By default, every file in a local repository will show up after `git status` and those files we don't want to add will be at risk of being added by accident. This is annoying.
Fortunately, we can use a `.gitignore` to ignore files and directories. This cleans up our `git status` and protects us from accidentally add a file we don't want to add. To ignore a file, just add the name of the file or folder to the `.gitignore`.
::: callout
#### [`r paste("Exercise", exercise_number)`]{style="color:#1696d2;"}
```{r}
#| echo: false
exercise_number <- 1 + exercise_number
```
1. Run `git status`.
2. Add a file called `.gitignore`. In the file, add `poems/`.
3. Run `git status`.
:::
## Conclusion
Git is a distributed version-control system. It is used for tracking changes in the code. GitHub is an online hosting service for version control using git. Key workhorse commands are `git status`, `git add`, `git commit -m <message>` `git push` and `git diff`. GitHub is also great because it will host websites using GitHub Pages.
### Git is Confusing
```{r}
#| echo: false
#| fig-width: 6.5
#| fig-height: 6
meta_data <- getXKCD(which = 1597)
```
We promise that it's worth it.
### Resources
- [Git Cheat Sheet](https://education.github.com/git-cheat-sheet-education.pdf)
- [Happy Git and GitHub for the UserR](https://happygitwithr.com/)
- [Git Pocket Guide](https://www.amazon.com/Git-Pocket-Guide-Working-Introduction/dp/1449325866)
- [Getting Git Right](https://www.atlassian.com/git)
- [Git Learning Lab](https://lab.github.com/)
- [Git Handbook](https://guides.github.com/introduction/git-handbook/)
- [Mastering Markdown](https://guides.github.com/features/mastering-markdown/)
- [Understanding the GitHub Flow](https://guides.github.com/introduction/flow/)
- [Documenting Your Projects on GitHub](https://guides.github.com/features/wikis/)
- [Git Tutorial](https://www.katacoda.com/courses/git)
## Personal Access Tokens for Authentication {#sec-ap-a}
1. Starting on your GitHub account navigate through the following:
a. Click your icon in the far right
b. Select **Settings** at the bottom of the drop down menu
c. Select **Developer Settings** on the bottom left
d. Select **Personal access tokens** on the bottom left
e. Select **Generate new token**
2. Set up your Personal Access Token (PAT)
a. Add a note describing the use of your token. This is useful if you intend to generate multiple tokens for different uses.
b. Select "No expiration". You may want tokens to expire if that access sensitive resources.
c. Select scopes. You must select at least the "repo" scope. You may want to add other scopes but they are not required for this course.

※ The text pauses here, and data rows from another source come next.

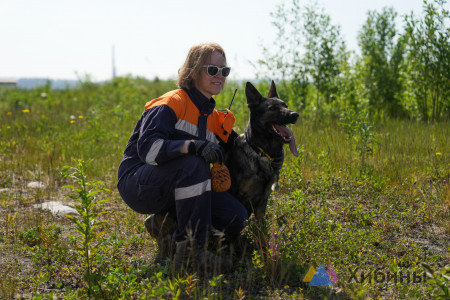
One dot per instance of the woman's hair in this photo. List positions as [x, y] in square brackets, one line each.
[190, 72]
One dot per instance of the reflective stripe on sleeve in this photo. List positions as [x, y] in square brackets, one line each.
[193, 190]
[153, 152]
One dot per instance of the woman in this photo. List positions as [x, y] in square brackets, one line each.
[166, 166]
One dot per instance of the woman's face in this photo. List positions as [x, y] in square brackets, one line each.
[212, 85]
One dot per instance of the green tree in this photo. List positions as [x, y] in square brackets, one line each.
[324, 53]
[428, 50]
[382, 60]
[307, 53]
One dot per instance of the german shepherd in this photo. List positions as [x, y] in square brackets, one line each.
[257, 155]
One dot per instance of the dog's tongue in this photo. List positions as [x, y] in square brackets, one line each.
[286, 131]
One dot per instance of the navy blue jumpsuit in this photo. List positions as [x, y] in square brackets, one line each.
[155, 177]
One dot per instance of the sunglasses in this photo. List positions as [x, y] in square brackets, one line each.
[213, 70]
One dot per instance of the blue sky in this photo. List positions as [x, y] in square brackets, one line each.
[62, 39]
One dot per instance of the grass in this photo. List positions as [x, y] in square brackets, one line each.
[375, 219]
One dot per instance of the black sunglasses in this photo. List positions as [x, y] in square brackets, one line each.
[213, 70]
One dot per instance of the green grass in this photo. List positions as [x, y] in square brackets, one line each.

3. Click **Generate token**
4. This is your only chance to view the token. Copy and paste the token and store it somewhere safe. If you lose the token, you can always generate a new token.
5. Git will prompt you for your GitHub username and password sometimes while cloning repositories or pushing to private repositories. Use your GitHub username when prompted for username. Use your generated PAT when prompted for password.
## Initialize a Repo Locally and Add to GitHub {#sec-app-b}
*This only needs to happen once per repository*
1. Initialize a local repository with `git init` as outlined above.
2. On GitHub, click the plus sign in the top, right corner and select `New Repository`.
3. Create a repository with the same name as your directory.
4. Copy the code under **...or push an existing repository from the command line** and submit it in the command line that is already open.